Martin Benedict Volpeliere-Pierrot (born 19 May 1965) is an English singer best known as the vocalist from the band Curiosity Killed the Cat. He is known for sporting a distinctive hat often mistaken for a beret, which is actually a fiddler cap – a traditional Greek fisherman's hat – worn backwards.

== Early life ==
Volpeliere-Pierrot is the son of 1960s celebrity photographer Jean Claude Volpeliere-Pierrot and the model Belinda Watson. He attended Woolverstone Hall School near Ipswich, which he credited in a 1987 interview with giving him "real hope" through the education he received.
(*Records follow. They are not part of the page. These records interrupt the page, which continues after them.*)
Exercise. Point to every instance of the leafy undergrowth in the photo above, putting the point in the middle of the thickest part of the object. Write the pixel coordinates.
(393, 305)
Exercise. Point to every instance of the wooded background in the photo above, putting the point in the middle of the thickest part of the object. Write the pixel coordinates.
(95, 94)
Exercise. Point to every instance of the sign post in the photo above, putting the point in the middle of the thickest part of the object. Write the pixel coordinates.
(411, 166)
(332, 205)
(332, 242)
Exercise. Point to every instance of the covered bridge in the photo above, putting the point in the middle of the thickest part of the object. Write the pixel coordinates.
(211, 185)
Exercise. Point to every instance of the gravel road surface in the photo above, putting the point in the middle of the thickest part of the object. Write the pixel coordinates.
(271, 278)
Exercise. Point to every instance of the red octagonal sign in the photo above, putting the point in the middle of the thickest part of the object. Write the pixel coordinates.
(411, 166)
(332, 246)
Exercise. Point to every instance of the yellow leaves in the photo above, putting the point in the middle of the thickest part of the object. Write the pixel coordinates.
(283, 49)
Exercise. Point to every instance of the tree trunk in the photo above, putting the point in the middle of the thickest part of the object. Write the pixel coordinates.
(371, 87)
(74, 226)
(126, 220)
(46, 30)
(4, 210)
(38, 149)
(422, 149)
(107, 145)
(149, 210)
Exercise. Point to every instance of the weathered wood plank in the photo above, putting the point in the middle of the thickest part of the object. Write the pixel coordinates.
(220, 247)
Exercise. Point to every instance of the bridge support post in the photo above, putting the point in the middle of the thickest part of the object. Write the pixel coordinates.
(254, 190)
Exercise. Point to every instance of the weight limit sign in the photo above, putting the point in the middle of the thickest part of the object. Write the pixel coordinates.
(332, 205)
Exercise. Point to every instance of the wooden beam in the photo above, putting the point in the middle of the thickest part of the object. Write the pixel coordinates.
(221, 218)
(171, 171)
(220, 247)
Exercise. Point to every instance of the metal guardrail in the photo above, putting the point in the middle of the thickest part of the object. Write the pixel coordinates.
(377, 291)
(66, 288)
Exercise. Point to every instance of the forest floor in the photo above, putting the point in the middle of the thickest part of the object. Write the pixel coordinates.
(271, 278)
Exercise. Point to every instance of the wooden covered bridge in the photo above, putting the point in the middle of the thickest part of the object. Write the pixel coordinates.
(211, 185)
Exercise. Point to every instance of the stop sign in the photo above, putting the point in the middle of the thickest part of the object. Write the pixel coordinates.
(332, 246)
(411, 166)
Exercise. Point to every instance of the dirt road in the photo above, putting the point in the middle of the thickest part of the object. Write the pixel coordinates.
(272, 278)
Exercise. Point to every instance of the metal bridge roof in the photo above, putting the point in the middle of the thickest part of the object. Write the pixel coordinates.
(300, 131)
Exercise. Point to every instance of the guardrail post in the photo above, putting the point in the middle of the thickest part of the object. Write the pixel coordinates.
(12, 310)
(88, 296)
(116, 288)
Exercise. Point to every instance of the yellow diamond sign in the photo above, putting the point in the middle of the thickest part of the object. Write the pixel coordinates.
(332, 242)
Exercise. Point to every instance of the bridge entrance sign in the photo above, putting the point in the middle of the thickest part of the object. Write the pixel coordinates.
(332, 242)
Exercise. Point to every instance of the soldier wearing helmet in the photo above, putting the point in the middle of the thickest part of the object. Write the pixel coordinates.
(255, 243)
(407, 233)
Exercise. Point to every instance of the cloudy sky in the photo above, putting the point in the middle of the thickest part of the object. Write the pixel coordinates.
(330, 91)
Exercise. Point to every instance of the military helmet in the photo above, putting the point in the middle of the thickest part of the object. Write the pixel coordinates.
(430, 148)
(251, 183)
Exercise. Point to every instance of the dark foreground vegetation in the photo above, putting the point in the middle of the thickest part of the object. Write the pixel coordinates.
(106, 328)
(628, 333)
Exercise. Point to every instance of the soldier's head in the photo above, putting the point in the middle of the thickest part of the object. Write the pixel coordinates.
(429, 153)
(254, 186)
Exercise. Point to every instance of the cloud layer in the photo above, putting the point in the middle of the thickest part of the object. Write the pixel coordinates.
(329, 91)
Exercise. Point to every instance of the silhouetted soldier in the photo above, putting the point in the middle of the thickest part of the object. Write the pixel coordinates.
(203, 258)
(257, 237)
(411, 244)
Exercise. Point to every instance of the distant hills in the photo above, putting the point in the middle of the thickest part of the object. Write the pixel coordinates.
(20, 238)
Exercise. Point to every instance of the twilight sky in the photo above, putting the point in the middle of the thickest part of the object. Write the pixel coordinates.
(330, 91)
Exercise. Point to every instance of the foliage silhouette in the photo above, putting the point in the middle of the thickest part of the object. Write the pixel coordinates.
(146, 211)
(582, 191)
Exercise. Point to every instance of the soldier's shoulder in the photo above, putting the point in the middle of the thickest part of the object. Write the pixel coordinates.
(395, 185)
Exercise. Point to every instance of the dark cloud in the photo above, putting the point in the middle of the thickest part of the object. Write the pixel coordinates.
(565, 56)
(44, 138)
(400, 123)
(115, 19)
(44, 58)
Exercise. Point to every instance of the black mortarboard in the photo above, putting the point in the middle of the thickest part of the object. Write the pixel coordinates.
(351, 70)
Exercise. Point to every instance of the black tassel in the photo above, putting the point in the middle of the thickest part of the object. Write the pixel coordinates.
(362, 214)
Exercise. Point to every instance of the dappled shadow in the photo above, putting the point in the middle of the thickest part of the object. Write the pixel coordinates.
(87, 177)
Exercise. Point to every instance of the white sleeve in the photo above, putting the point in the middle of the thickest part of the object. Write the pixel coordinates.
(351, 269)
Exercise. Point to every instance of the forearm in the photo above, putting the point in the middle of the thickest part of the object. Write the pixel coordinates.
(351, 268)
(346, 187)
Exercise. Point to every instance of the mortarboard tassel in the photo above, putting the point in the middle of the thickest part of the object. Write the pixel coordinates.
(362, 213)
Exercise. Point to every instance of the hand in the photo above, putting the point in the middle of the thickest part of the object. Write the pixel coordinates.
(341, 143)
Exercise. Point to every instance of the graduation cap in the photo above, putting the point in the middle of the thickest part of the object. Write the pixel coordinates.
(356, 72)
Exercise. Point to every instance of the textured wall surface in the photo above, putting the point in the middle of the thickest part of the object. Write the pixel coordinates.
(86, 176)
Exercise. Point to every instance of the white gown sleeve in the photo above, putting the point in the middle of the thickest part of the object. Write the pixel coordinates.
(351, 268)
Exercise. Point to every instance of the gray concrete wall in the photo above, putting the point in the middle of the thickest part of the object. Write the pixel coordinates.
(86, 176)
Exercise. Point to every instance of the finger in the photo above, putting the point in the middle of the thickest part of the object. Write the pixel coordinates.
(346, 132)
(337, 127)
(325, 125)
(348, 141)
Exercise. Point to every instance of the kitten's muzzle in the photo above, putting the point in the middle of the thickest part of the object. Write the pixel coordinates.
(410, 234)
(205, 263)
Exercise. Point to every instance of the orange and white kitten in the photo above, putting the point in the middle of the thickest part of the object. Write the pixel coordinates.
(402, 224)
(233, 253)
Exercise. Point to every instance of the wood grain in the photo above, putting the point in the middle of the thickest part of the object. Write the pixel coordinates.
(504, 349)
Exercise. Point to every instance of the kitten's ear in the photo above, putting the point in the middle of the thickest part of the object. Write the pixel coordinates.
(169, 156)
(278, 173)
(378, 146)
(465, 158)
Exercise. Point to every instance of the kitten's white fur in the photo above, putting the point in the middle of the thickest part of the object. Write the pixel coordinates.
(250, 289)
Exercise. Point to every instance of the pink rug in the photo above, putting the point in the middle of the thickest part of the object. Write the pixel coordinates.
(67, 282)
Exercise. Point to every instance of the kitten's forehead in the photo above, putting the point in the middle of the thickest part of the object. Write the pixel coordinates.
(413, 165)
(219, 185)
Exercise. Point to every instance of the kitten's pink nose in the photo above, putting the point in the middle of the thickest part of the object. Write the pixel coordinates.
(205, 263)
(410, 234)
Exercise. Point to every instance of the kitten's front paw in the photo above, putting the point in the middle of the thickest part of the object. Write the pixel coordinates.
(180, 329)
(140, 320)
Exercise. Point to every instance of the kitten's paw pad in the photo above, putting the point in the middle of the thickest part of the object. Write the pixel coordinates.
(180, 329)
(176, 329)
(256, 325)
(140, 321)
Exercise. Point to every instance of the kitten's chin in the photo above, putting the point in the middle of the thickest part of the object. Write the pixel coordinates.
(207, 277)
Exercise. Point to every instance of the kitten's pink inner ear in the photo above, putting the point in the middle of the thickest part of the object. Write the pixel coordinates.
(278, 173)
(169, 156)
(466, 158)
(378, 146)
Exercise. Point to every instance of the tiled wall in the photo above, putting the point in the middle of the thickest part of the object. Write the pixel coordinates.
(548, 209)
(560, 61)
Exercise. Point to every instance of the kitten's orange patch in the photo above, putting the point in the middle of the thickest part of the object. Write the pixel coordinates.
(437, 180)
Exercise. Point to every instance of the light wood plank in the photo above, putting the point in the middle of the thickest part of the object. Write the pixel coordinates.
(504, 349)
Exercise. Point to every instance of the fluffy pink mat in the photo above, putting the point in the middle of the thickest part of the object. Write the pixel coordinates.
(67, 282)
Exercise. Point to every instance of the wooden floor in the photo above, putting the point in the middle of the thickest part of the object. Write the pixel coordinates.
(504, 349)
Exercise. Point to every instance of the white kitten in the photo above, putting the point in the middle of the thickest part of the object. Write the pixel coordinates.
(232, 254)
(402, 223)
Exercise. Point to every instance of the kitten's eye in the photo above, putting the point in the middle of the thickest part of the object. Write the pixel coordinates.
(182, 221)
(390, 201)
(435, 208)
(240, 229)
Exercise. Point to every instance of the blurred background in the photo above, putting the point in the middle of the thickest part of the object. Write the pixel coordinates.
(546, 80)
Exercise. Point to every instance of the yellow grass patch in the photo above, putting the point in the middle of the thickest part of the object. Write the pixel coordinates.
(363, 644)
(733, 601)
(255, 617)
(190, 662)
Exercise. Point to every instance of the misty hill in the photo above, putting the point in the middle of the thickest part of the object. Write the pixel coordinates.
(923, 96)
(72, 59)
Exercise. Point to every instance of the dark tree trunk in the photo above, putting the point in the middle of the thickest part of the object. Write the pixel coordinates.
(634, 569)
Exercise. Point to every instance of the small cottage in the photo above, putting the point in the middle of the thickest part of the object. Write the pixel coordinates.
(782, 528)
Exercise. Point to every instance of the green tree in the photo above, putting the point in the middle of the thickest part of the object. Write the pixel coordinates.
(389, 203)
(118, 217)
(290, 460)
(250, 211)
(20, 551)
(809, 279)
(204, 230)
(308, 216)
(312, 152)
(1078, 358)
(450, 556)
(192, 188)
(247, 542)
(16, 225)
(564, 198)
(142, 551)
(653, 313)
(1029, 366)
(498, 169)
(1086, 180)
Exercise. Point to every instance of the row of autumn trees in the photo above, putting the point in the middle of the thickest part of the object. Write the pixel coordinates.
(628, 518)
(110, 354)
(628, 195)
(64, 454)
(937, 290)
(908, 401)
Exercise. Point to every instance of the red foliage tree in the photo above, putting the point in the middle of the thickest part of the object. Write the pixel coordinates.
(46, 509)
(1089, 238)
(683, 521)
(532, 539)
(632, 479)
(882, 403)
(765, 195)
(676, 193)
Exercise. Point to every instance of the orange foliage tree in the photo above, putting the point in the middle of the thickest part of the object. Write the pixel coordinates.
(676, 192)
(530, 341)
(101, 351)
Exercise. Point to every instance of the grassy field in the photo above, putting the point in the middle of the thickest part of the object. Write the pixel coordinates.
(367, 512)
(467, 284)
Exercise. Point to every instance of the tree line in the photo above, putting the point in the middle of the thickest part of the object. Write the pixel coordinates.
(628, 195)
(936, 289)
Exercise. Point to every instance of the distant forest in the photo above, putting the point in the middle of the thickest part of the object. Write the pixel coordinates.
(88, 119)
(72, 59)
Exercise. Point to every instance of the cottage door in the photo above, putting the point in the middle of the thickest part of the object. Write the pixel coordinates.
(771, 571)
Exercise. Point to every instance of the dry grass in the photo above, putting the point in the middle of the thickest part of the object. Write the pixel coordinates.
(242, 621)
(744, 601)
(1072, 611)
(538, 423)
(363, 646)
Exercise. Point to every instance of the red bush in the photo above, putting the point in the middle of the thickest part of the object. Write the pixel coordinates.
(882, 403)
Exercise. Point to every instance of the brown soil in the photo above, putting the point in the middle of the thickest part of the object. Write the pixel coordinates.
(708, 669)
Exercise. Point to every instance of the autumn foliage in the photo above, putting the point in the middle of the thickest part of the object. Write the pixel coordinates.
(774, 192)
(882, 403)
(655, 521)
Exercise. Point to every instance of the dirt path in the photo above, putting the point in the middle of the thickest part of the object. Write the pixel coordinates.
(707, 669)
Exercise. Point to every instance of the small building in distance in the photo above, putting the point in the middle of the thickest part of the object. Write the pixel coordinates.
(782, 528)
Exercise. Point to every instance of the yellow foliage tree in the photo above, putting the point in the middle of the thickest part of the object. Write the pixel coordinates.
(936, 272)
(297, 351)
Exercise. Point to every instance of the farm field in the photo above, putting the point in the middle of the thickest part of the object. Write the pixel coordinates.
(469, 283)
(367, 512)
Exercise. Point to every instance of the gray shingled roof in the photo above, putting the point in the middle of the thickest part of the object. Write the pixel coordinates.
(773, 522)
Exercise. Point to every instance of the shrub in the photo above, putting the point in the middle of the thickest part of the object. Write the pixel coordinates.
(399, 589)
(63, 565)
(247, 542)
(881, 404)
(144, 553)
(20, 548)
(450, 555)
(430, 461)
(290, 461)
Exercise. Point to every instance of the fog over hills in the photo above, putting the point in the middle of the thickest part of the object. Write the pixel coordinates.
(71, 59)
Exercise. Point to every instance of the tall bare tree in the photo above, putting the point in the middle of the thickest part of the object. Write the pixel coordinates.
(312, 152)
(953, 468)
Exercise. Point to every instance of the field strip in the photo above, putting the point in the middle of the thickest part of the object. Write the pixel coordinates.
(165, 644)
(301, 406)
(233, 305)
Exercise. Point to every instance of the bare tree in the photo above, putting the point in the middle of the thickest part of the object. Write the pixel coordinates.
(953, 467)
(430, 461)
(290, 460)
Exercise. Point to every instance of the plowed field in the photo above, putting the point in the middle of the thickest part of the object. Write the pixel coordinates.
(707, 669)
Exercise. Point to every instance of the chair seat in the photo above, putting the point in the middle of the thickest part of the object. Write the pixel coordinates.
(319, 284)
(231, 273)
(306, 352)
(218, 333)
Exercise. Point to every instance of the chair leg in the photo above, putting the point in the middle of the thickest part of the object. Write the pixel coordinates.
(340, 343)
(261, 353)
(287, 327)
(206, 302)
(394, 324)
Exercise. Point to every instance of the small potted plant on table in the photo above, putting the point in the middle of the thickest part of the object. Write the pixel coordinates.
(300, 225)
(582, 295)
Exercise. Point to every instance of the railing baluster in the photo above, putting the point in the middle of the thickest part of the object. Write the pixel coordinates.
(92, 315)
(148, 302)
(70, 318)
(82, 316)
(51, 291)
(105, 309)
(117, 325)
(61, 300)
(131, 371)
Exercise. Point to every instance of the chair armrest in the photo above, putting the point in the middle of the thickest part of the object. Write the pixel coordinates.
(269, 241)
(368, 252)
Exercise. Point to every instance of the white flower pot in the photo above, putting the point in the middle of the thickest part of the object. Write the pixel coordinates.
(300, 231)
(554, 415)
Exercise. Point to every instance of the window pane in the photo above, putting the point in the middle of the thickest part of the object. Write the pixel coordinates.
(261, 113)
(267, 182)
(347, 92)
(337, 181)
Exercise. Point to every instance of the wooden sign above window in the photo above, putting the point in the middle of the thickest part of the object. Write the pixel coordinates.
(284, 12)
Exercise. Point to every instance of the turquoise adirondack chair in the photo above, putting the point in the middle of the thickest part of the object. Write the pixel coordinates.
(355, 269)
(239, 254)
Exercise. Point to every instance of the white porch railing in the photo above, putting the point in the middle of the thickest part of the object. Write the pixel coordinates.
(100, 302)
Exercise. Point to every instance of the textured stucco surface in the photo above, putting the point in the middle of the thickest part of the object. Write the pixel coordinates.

In the mid-1980s he appeared as a model on the front of Mike Read's Pop Quiz board game (made by Waddingtons in 1985) and formed the band Curiosity Killed the Cat.

== Curiosity Killed the Cat ==
Curiosity Killed the Cat were a pop band formed in 1984 which had several hit singles in the UK. At the time of their breakthrough, Volpeliere-Pierrot was known for wearing a peaked fisherman's hat, turned round with the peak to the rear so that it resembled a beret. Ben VP (as he was billed on a number of solo singles in the mid-1990s) was frequently referred to as 'Ben Vol-au-vent Parrot' in Smash Hits magazine, with 'Bendy Ben' (or 'Boozy Ben') also used.

Their 1989 hit "Name and Number" has been sampled and remixed several times, including a version credited to Elements vs Ben VP in 2006.

== Post-Curiosity ==
The band, who had signed to RCA Records/BMG as Curiosity in the early 1990s, split in 1994, with Ben VP signing to Telstar Records to release the 1996 single "Gotta Get You Home".

In 2018, Volpeliere-Pierrot appeared on Channel 4's First Dates.